IV-2 マ・シ海峡沿いの主要港湾の概要
沿岸国 港湾名 港湾の特徴
インドネシア
ベラワン港
(Belawam)
スマトラ島で一番重要な商業港である。
ドマイ港
(Dumai)
インドネシア最大のミナス油田の重要な石油積み出し港及び商業港である。インドネシア石油公社「プルタミナ」の石油製油所がある。
マレーシア
ペナン港
(Penang)
ペナン島ジョージタウンとマレー半島バタワースとの間の海域に発展した商業港である。大型のコンテナ埠頭がある。
 
港外の錨地
 
バタワース・コンテナ埠頭
 
ポートクラン港
(Port Klang)
大規模コンテナ埠頭である北港(North Port)、石油ケミカルを中心とする西港(West Port)、雑種船用の南港(South Port)からなるマレーシア最大の総合港湾である。コンテナ取扱量は、約320万TEUsで世界第14位である(2000年)。ターミナル経営は民営化されている。
 
北港のコンテナ埠頭
 
西港のケミカル埠頭
 
ジョホール港
(Johor)
大型のコンテナ埠頭と石油ケミカル埠頭からなる港である。ターミナル経営は民営化されている。
 
手前:ケミカル埠頭、奥:コンテナ埠頭
 
バルク埠頭
 
タンジュン・プラパス港
(Tanjung Pelepas)
大規模コンテナ専用港である。シンガポールに対抗して開発された新しい港である。シンガポール港と同様後背地を有しないため、取扱貨物の85%が積替コンテナである。現在、シンガポール港との間で主要海運会社の誘致合戦を行っている。ターミナル経営は民営化されている。
 
コンテナ埠頭
 
シンガポール
シンガポール港
(Singaproe)
タンジョン・パガ・ターミナルを中心とした大規模コンテナ港、とジュロンを中心とした石油ケミカル港、ハーバー・フロントの旅客船ターミナルに区分される。コンテナ取扱量は香港に続き世界第2位を誇る。取扱貨物の85%が積替コンテナである。現在、タンジュン・プラパス港との間で主要海運会社の誘致合戦を行っている。ターミナル経営は民営化されている。
 
コンテナ港
 
石油ケミカル工場沖の錨地
 
 
3. 船舶関連産業
 
 海峡沿岸国は、海峡沿岸の港湾に寄港する船舶に対し、各種海事サービスを提供しています。特にシンガポールでは、アセアン地域の海運ハブとして、これらの産業が発展しています。

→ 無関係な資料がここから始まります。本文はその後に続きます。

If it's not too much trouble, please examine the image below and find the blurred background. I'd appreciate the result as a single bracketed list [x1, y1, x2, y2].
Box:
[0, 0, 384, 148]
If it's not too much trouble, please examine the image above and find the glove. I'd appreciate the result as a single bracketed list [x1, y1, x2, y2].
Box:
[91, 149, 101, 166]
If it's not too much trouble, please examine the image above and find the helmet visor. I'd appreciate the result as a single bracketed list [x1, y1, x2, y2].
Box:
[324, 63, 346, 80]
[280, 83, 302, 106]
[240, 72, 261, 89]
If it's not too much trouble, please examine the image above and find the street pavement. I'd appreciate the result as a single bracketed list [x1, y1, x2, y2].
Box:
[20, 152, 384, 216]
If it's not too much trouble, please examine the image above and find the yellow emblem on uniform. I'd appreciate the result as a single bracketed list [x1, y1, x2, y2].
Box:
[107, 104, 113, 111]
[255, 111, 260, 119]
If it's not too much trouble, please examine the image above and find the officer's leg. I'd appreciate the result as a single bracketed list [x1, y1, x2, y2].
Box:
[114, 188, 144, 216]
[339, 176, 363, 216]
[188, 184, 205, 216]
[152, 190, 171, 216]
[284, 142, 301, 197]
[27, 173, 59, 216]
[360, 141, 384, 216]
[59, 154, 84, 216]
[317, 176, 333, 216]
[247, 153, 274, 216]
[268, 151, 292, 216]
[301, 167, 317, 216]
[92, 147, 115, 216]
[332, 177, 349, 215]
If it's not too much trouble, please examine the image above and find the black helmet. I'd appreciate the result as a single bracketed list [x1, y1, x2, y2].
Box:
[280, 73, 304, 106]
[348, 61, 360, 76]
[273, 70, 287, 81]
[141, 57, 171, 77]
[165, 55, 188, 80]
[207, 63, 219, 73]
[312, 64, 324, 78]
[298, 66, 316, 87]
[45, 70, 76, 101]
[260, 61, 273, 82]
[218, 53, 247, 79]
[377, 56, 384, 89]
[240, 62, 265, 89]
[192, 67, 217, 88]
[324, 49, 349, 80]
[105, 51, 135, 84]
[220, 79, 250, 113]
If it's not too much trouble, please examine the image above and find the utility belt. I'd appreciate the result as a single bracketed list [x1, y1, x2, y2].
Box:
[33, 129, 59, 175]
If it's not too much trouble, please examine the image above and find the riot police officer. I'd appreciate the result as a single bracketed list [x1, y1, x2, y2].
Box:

これらの産業には、次のものが含まれます。
 
■燃料、水、糧食、海事情報の提供(船舶代理店業務)
■船舶修理
■港湾
■倉庫
■海上保険
■船舶運航・管理
 
 シンガポールにおける港湾関連サービス提供産業の全GDPに占める割合は、4.8%です(Chia L.S., Goh M. and Tongzon J., SOUTHEAST ASIAN REGIONAL PORT DEVELOPMENT)。しかし、ほぼ全ての者が、船舶により輸入されたものを何らかの形で利用していることを考えると、沿岸国が得る利益は計り知れないものになります。